川勝知事の「自然保護」姿勢の源流

川勝知事が国際公約に挙げる「ユネスコエコパーク」は、実際は、ユネスコ「人間と生物圏(MAB=Man and Biosphere)計画」研究事業の「生物圏保存(BR=Biosphere Reserve)地域」を指す。自然と天然資源の合理的利用と保存を図るのが目的。

南アルプス保全を唱え続けた川勝知事
筆者撮影
南アルプス保全を唱え続けた川勝知事

世界遺産と違い、知名度が低いので、日本国内のみで通用する「ユネスコエコパーク」という響きの良い呼称を使っている。
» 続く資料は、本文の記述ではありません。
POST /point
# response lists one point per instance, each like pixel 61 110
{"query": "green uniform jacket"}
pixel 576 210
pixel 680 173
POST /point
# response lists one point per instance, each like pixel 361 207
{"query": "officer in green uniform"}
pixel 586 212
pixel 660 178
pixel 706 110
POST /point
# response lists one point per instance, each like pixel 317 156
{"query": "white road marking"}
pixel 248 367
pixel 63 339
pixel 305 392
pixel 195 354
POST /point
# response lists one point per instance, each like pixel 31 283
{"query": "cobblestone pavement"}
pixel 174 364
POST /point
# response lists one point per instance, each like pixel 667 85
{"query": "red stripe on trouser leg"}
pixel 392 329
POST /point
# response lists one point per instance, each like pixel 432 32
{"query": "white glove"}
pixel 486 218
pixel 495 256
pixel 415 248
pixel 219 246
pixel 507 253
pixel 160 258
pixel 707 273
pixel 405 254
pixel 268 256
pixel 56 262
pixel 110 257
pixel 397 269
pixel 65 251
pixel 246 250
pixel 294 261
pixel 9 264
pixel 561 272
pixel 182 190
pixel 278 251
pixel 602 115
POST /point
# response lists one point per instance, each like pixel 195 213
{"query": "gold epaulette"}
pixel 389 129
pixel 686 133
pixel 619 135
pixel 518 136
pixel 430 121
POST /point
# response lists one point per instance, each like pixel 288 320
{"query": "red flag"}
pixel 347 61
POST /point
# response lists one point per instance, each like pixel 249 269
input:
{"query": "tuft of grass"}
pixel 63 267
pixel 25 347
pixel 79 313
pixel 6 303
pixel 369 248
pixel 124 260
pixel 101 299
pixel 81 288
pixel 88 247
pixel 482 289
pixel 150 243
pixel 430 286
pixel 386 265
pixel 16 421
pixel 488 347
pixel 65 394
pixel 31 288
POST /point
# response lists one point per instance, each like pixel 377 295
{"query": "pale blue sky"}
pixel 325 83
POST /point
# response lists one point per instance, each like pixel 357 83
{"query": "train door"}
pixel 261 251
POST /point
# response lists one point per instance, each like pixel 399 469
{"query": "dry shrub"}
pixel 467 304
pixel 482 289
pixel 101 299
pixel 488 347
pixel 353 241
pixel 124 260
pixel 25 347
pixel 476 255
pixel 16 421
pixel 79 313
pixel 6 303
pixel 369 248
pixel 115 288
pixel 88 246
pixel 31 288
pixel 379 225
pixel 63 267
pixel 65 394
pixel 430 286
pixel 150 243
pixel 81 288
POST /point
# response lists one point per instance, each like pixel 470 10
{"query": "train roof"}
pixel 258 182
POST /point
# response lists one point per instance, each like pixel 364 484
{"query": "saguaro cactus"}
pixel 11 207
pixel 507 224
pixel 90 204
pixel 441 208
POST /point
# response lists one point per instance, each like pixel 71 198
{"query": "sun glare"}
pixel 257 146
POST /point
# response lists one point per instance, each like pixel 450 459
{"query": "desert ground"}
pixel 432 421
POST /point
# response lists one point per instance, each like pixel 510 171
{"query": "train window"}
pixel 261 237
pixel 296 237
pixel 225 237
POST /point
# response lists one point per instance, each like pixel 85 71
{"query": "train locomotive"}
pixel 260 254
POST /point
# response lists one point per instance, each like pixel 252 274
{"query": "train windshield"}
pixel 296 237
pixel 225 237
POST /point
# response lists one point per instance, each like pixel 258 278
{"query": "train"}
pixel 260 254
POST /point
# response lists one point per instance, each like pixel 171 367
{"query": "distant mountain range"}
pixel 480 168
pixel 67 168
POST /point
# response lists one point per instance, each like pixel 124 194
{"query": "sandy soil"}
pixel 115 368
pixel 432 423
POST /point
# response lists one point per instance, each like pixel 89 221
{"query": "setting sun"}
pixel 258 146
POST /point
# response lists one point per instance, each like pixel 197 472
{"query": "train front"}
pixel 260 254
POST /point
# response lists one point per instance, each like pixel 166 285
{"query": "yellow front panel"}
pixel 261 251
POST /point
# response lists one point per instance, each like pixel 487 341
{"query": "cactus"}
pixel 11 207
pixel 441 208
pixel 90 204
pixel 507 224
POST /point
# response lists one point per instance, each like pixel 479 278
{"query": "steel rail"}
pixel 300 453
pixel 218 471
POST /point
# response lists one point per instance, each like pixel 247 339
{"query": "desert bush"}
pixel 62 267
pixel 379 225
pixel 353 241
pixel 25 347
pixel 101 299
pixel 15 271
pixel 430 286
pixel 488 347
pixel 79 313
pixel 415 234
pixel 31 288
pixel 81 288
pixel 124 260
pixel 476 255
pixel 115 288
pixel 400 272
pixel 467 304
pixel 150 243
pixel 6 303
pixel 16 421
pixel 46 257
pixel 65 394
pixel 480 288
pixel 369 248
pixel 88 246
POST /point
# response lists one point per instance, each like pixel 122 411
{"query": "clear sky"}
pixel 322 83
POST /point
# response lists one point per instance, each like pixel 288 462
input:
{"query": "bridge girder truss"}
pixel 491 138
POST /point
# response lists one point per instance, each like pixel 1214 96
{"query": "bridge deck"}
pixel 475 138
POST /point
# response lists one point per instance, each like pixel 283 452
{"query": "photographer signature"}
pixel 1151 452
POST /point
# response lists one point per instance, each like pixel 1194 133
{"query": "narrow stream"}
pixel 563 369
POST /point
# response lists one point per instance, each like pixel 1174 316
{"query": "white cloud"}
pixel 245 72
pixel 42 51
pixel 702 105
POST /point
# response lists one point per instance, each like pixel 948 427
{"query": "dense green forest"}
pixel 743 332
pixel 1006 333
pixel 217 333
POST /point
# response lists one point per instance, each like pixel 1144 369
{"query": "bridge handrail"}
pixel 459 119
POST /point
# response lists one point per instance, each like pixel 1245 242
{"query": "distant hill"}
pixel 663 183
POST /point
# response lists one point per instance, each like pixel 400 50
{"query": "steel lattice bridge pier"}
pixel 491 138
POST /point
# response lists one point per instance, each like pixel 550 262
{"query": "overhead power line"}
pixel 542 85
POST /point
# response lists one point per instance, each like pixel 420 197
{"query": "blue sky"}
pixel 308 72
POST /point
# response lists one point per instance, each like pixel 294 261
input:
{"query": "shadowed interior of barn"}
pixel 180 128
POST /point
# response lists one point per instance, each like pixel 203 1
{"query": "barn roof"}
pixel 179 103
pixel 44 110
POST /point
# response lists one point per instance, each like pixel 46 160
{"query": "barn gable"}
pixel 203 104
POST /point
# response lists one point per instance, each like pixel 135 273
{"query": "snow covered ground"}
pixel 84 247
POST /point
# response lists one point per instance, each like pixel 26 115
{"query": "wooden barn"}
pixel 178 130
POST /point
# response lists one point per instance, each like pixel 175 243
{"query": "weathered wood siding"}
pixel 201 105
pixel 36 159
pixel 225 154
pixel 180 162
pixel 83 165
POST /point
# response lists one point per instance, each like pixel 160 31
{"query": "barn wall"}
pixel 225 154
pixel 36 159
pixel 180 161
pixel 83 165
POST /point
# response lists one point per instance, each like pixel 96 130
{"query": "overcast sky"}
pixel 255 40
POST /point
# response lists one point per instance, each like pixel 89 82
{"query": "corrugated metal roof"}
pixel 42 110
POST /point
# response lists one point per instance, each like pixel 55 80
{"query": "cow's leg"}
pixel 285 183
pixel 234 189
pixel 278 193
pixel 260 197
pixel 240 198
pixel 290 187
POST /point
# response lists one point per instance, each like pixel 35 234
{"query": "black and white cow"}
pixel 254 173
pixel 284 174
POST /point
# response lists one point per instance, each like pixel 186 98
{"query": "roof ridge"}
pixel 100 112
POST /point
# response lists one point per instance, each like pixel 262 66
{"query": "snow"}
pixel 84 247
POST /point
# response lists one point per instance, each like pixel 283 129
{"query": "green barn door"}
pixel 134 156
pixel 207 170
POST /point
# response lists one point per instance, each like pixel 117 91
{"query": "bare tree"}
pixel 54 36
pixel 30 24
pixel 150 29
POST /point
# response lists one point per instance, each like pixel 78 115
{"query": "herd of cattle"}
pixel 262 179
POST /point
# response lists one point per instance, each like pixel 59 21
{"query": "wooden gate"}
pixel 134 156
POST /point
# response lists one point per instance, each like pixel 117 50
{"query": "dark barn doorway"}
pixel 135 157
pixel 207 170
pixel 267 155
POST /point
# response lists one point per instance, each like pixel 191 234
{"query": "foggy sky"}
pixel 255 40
BR地域では、世界遺産と同じように規制の厳しい「核心地域」「緩衝地域」を持つが、世界遺産と違うのは、「緩衝地域」の周りに、自然を生かして地元の利益を図る「移行地域」が設定されていることである。

自然との調和を図る地域発展が狙いで、川根本町、山梨県早川町、南アルプス市、長野県大鹿村は、街全体がBR地域に指定されている。当然、ふつうに人々が暮らす街中は「移行地域」であり、早川町、大鹿村では南アルプストンネル掘削がすでに始まっている。街の中を四六時中、工事用車両などが行き交う。地元の経済的な利益を図るのだから、BR地域の目的にかなっている。

街全体がユネスコエコパークの川根本町
筆者撮影
街全体がユネスコエコパークの川根本町

街全体が「移行地域」に指定される川根本町は、ユネスコエコパークが何かを象徴する。南アルプス最南端の街は人と自然の共存にふさわしい地域であり、エコパークだからといって何らかの規制があるわけではない。

南アルプスの世界遺産登録を諦めて…

2007年2月、静岡市、川根本町など静岡、山梨、長野3県の10市町村長が「南アルプス世界自然遺産登録推進協議会」を設立し、行政主導型で世界遺産運動がスタートした。世界遺産という「ブランド」によって、南アルプスの魅力を高め、山間地の振興を図りたい意向だった。世界遺産登録が難しいことがわかると、BR地域登録に舵を切り替えた。

2014年6月、ユネスコMAB委員会が南アルプスをBR地域に指定すると同時に、南アルプスの世界遺産運動は消滅した。もともと世界遺産を提案した静岡市などは自然環境保全が目的ではなかったため、「ユネスコエコパーク」という地域振興を図る国際的な「称号」を得たことで十分、満足したようだ。